“degrading thirst after outrageous stimulation”

Described as a sequel to his memoir, My Bright Abyss, I shall be reading backwards, getting to the prequel after He Held Radical Light, which I’ve just finished reading three times, back to back.

Wiman is a poet wrestling with spiritual matters yet nothing to him is more central and worthy of attention than the raw facts of living. His optimistic thesis is that no one is spiritually so out of reach as to be forever removed from communication with things infinite and mystical.
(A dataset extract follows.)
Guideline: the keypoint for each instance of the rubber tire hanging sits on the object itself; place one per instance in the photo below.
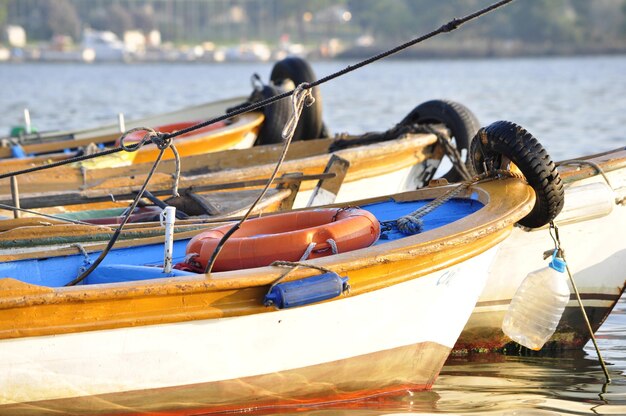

“I’m usually suspicious of claims that privilege one generation’s experience, always of some form of suffering, over another’s. (Why do we never compare our joys or our relative capacities for experiencing joy?) Contemporary culture is awash with anxiety over the disease of anxiety, the endless onslaught of technology, and the diminishment of individual attention our electronic immersion entails. It’s a genuine problem, no question, one I feel myself, but it’s not as new or as dependent upon contemporary technology as we make it out to be. Way back in 1790, in his “Preface to Lyrical Ballads,” Wordsworth decried the “degrading thirst after outrageous stimulation” against which his poetry–interior, meditative, focussed on common people and things–was trying to find an audience. The argument is more eloquent and sophisticated than we’re used to, but the heart of his critique would make a fine tweet.”